Variations of CYP3A activity induced by antiretroviral treatment in HIV-1 infected patients.

OBJECTIVE: To measure the in vivo variations of CYP3A activity induced by anti-HIV drugs in human immunodeficiency virus (HIV)1-positive patients. METHODS: A low oral dose of midazolam (MID) (0.075 mg) was given to the patients and the 30-min total 1-OH midazolam (1-OHMID)/MID ratio was determined. Patients were phenotyped either before the introduction of antiretroviral treatments (control group, 90 patients) or after a variable period of antiretroviral treatment (56 patients). Twenty-one subjects underwent multiple phenotyping tests (before and during the course of the treatment). RESULTS: The median MID ratio was 3.51 in the control group (range 0.20-14.6). It was 5-fold higher in the group with efavirenz (28 patients; median, range: 16.0, 3.81-367; P &lt; 0.0001), 13-fold lower with nelfinavir (18 patients; 0.27, 0.06-36.3; P &lt; 0.0001), 17-fold lower with efavirenz + ritonavir (three patients; 0.21, 0.05-0.47; P = 0.006), 50-fold lower with ritonavir (four patients; 0.07, 0.06-0.17; P = 0.0007), and 7-fold lower with nevirapine + (ritonavir or nelfinavir or grapefruit juice) (three patients; 0.48, 0.03-1.83; P = 0.03). CYP3A activity was lower in the efavirenz + ritonavir group (P = 0.01) and in the ritonavir group (P = 0.04) than in the nelfinavir group, although already strongly inhibited in the latter. CONCLUSION: The low-dose MID phenotyping test was successfully used to measure the in vivo variations of CYP3A activity induced by antiretroviral drugs. Efavirenz strongly induces CYP3A activity, while ritonavir almost completely inhibits it.
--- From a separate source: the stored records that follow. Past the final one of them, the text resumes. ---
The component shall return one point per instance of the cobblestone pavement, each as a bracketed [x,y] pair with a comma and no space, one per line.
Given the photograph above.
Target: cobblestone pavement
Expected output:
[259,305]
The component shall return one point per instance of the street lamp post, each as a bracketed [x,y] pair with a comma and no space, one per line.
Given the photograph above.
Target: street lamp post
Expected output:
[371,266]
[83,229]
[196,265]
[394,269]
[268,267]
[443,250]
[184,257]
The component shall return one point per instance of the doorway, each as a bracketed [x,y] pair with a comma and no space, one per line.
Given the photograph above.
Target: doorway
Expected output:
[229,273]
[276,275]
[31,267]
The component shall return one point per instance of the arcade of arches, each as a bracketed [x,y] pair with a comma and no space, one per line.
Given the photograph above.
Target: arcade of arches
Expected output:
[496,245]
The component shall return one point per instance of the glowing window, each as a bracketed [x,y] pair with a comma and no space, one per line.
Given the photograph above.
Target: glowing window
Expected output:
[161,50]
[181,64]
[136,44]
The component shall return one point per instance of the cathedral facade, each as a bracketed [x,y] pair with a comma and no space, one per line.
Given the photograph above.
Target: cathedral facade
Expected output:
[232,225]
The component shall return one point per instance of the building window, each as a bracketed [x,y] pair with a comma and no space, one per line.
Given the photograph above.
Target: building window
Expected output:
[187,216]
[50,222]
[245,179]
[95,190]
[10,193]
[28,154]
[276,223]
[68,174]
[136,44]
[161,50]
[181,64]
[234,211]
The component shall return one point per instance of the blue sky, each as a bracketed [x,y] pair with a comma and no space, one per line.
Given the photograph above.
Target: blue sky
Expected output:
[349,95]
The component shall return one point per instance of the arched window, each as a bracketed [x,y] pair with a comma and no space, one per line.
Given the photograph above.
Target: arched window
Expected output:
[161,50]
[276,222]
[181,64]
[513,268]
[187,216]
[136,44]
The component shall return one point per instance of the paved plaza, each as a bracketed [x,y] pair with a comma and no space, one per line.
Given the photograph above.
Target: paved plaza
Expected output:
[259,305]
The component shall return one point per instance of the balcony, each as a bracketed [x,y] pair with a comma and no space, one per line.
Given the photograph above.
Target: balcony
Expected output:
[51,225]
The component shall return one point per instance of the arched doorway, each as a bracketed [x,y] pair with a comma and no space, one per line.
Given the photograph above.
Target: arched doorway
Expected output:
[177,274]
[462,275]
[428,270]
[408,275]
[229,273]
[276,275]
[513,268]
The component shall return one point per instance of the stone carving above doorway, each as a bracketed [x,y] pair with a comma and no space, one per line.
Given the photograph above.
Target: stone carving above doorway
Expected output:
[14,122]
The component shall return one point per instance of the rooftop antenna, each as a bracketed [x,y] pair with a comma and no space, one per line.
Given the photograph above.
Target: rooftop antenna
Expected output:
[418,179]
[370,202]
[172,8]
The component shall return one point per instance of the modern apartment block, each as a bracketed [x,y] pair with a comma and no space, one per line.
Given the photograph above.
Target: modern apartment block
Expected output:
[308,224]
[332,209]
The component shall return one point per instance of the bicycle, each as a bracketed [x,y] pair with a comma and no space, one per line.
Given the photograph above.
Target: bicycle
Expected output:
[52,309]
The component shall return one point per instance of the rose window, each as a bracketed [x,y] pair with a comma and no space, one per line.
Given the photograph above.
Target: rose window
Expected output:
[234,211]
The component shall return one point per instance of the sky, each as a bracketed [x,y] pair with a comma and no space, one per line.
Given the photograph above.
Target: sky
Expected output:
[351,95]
Nelfinavir strongly decreases CYP3A activity, but to a lesser extent than ritonavir. The inhibition of CYP3A by ritonavir or nelfinavir offsets the inductive effects of efavirenz or nevirapine administered concomitantly. Finally, no induction of CYP3A activity was noticeable after long-term administration of ritonavir at low dosages (200 mg/day b.i.d.) or of nelfinavir at standard dosages (2,500 mg/day b.i.d.)